LGBT stories get rare screen time
How often is it that international LGBT films get a screening in Thailand? Not often at all, except when there's a film festival. This week, wonderfully strange as it may be, we're seeing not just one but two LGBT films on our silver screens. And the two couldn't be more different.
Our first contender landing in is Front Cover, written and directed by Ray Yeung (Cut Sleeve Boys). Korean-American actor Jake Choi plays Ryan, an openly gay fashion stylist who's living it up in the Big Apple. Enter Ning (James Chen), a movie star from China who becomes Ryan's latest styling subject. Cultural identity and ethnicity clash. Ryan is very disconnected with his Chinese ancestry, while Ning demands someone who's Chinese enough for the job. Also enter Ryan's parents who seem okay with their son being gay. And they mistake Ning for their boy's new beau, to which Ning decides to play along with. Needless to say, the two men later develop romantic feelings for one another.
This romantic dramedy opened for the Hong Kong Lesbian and Gay Film Festival last year, and has made its way to different festivals around the globe. It's now seeing its US city premieres, and will head to Vancouver Queer Film Festival later this week.
From modern NYC, we transport ourselves back to 1930s Korea under Japanese colonialism in Park Chan-wook (Oldeuboi or Oldboy's) latest work Ah-ga-ssi (The Handmaiden). A pickpocket Sook-hee (Kim Tae-ri) poses as a handmaiden to the heiress Lady Hideko (Kim Min-hee) in order to aid Count Fujiwara (Ha Jung-woo)'s seduction towards her lady. But it's all a game of deceptions.
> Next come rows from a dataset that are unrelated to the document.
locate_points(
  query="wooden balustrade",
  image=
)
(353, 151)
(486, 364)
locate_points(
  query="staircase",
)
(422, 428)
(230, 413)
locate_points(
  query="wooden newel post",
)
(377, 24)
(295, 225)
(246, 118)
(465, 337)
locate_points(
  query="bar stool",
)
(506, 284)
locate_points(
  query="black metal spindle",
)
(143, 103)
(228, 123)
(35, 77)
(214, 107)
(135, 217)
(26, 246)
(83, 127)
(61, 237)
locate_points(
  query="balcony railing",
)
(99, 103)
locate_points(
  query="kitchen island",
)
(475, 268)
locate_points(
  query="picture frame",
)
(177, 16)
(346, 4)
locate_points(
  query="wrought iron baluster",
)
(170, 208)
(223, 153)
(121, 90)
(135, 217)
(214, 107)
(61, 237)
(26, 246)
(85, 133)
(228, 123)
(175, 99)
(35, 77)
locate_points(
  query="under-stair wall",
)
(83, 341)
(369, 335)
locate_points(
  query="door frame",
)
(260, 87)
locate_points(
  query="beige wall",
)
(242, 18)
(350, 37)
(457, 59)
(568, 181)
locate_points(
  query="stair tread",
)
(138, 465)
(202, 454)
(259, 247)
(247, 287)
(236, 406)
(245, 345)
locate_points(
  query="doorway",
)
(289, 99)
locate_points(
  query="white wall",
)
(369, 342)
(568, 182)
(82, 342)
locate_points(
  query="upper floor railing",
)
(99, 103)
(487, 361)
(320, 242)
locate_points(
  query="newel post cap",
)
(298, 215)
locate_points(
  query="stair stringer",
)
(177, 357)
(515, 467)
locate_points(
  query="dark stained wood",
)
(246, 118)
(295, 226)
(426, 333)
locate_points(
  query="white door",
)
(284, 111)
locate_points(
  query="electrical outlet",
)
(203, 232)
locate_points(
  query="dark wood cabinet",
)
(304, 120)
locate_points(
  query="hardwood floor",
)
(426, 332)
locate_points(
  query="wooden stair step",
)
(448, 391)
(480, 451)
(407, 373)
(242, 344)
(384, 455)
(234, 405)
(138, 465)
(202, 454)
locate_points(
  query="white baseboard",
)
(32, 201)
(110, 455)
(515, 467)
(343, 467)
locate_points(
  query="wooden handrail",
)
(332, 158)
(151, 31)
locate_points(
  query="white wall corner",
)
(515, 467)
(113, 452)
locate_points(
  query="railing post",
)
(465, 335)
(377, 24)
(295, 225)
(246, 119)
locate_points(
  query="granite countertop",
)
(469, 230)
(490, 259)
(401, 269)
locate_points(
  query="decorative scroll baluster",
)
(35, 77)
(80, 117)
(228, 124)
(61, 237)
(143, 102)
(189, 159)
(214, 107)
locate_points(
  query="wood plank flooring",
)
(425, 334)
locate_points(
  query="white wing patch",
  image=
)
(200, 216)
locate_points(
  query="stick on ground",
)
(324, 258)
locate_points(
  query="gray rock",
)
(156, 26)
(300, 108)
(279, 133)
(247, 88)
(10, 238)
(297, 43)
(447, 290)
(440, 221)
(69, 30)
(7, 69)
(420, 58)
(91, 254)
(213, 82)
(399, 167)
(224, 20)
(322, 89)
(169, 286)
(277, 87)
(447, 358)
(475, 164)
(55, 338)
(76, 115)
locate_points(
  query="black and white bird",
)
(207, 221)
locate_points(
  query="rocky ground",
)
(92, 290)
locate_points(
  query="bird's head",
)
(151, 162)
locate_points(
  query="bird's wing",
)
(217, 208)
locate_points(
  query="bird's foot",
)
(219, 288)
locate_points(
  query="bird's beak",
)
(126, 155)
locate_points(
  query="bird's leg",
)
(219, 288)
Fujiwara is not after the lady's heart, but rather her fortune. His plan for the money is however, foiled by an unexpected turn of events as the lady and her handmaiden fall in love.
Adapted from Sarah Waters' novel Fingersmith, this erotic thriller features elaborate lesbian sex scenes and slight violence. The film was selected to compete for the Palme d'Or, and was also eligible for the Queer Palm at this year's Cannes Film Festival.
It's like two opposite ends of the spectrum collide. While one is a lighter tale of fashion, flairs and cultural hiccups, another gives an uncomfortable feeling that no one is to be trusted. The tone and style of the two films vary a great deal and that should satisfy different types of audiences. Do you seek romance, drama, humour or anything just to take some time off of catching Pokémon? There is definitely something for everyone.
As with many other LGBT films before it, Front Cover and Ah-ga-ssi are seeing a limited release, only showing at a few selected cinemas. While it shouldn't be a problem for Bangkokians, it's a nuisance for anyone living outside the capital as they need to travel far and wide just to see movies other than those of mainstream Hollywood stints. Make haste wherever you are. The films will most likely not be here for long.
Front Coverand Ah-ga-ssi (The Handmaiden) are being screened at SF World Cinema at CentralWorld, Lido, Esplanade Ratchadapisek and House RCA.